I am therefore saddened to see so much bullying surrounding the poppy these days. Celebrities and other public figures who, for whatever reason, have appeared on camera not wearing the red poppy have been subject to questioning, criticism and abuse for not wearing one. Variously labelled “unpatrotic,” “unsupportive” and “ungrateful,” these individuals have been expected to explain themselves, and justify their decisions to the media. On the flip side, there are those who have branded all people who choose to wear a poppy as “ultra-nationalist” or “racist;” perhaps because in recent years some far-right groups have appropriated the poppy symbol.

It saddens me because these petty arguments show that something tragic has happened to the poppy – that some people are now more concerned with the symbol itself rather than the meaning behind the symbol.

It saddens me because the attention on who is and isn’t wearing a poppy eclipses the attention that should be focused on the people who have suffered in war.

It saddens me because too many people now wear the poppy in order to conform with others, out of fear of being criticised and labelled “un-patrotic” or “unsupportive” if they do not – rather than wearing the poppy because they genuinely want to show their remembrance and respect of fallen soldiers. And it saddens me that, on the opposite side, there are those who choose not to wear the poppy because of its misuse by the far right.
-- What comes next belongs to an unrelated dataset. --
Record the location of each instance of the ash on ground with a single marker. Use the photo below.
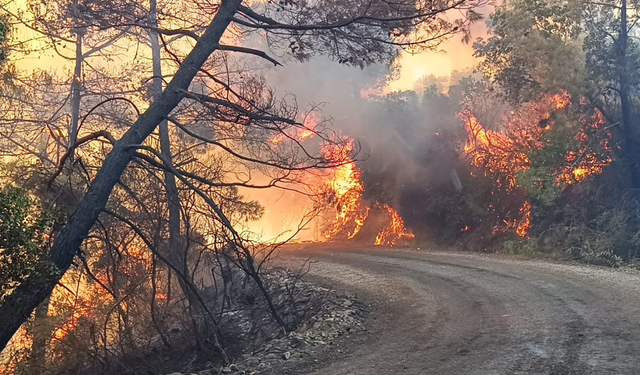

And it saddens me because of the bitter irony of it all. The poppy symbolises those who sacrificed themselves so that we could live in a free society, where we can express ourselves without fear of persecution.

Ultimately, Remembrance Day is about grief. It is about mourning the extremely sad loss of lives, too many of which were so short. Just like grieving for friends or relatives, grieving for the war dead should be a personal and private matter – by which, I do not mean that there shouldn’t be public services and ceremonies, but that we respect those who choose to grieve in their own private way. If they prefer to mourn in a manner that does not involve the red poppy, that is their choice. Even in the increasingly secular landscape of Britain, death remains one the domains where ritual and religious imagery still play an extremely important role. And in the same way that we respect religion as an individual, personal matter, so too should we respect grief in the same way, be it for individuals or for the millions who have died in war.